Sadly the second light gave up tonight. The first one wouldn't charge and was replaced for another. Three weeks of use and the second one started having a hissy fit tonight. It started cycling through all the different light settings all by itself. Not good when your 8 miles into your ride and in the middle of nowhere. One minute it was blazing out a full 1600 lumens then the next minute it would change to the next setting and then the next. I headed back to Halfords to show them the problem and they've been more than helpful with me. As this is the second one I had problems with, ive declined a replacement and they've refunded me. When the light was working it was brilliant but i seem to of hit a batch of faulty ones and wouldn't trust another one now. Back to my old light now.

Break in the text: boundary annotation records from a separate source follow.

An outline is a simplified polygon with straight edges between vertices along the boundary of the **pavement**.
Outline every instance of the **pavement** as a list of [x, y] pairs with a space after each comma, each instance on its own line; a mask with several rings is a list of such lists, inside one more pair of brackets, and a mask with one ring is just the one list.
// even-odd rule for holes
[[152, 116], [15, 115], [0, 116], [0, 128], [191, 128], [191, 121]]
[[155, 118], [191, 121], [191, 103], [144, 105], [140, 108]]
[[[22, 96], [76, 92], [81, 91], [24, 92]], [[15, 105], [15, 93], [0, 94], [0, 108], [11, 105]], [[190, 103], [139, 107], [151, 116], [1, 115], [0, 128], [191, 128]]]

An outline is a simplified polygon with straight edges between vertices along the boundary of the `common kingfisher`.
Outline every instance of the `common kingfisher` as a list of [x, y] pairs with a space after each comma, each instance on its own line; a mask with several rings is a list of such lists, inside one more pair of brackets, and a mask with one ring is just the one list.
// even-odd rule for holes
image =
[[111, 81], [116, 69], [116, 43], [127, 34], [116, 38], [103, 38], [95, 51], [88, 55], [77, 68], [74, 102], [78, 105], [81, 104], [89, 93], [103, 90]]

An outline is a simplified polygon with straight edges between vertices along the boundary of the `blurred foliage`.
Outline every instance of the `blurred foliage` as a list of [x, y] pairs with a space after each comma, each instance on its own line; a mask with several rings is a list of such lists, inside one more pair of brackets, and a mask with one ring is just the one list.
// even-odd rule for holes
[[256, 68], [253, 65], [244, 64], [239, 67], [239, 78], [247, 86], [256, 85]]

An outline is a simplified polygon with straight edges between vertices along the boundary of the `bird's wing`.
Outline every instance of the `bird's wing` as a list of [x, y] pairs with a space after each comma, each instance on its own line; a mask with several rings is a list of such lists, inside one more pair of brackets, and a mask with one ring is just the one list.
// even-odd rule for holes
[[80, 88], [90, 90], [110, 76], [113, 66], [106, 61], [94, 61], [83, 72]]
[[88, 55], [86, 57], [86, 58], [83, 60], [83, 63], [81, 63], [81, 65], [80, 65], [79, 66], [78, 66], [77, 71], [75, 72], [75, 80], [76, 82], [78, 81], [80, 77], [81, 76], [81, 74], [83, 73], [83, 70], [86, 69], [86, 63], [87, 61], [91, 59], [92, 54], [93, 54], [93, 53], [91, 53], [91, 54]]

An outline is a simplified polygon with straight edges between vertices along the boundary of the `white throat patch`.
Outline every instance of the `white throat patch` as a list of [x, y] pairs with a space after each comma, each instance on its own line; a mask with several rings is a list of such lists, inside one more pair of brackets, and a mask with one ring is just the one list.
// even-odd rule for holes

Its not as bright but at least its reliable lol.


----------



## Slick (16 Oct 2019)

Funny, after reading this thread I looked out the light and recharged it and it switched itself off halfway through the morning commute. I gave it another chance and so far it's been fine. It will probably be a while before I stop carrying a spare though.


----------



## CXRAndy (17 Oct 2019)

I have had the NiteRider 750 for years. They are extremely bright, well made and simple to use. I understand they do more powerful models too, but 750 lumens is plenty. 

I would if riding during heavy rain dismantle the light apply silicone di electric grease to all joints and usb charge area. Mine filled with water in what could be described as biblical downpour of several hours. The light survived once I had dried it all out.

I lost that day a power meter, cadence speed sensor due to water ingress.


----------



## sleuthey (19 Oct 2019)

Quite helpful reading This thread. I'm in the process of choosing another light around the £20 mark and have narrowed it down to A 1000L which I had a good feeling about and also a 2600L for the same buck. Think I will get the 1000L as people are suggesting that is ample for unlit paths??


----------



## si_c (19 Oct 2019)

Lumens are broadly irrelevant in terms of enough light for a bike to see with when riding. More important are the optics as they place the light where you need it to see. A cheaper light with lots of lumens simply floods the area with light - great if you want to see the bats in the trees 200ft above your head, less good if you don't want to blind oncoming traffic.


----------



## SuperHans123 (21 Dec 2019)

Used mine on tonight's dog walk.
Full chat mode:-


----------



## Sunny Portrush (21 Dec 2019)

There`s a cyclops waiting for you at the end of that path.....


----------



## SuperHans123 (21 Dec 2019)

Sunny Portrush said:


> There`s a cyclops waiting for you at the end of that path.....


I made it home ok.
He must have been blinded by the beam and having just the one eye can't have been easy for him.


----------



## HLaB (21 Dec 2019)

Im running two 400 lumen lights, they never have touch wood but I like the redundancy of having two. If I was doing a lot of off roading or my eyesight was failing I might get something more powerful but my current setup is good for me on unlit lanes and cycle paths (namely the unlit busway) without being too OTT and blinding on coming drivers/cyclists.


----------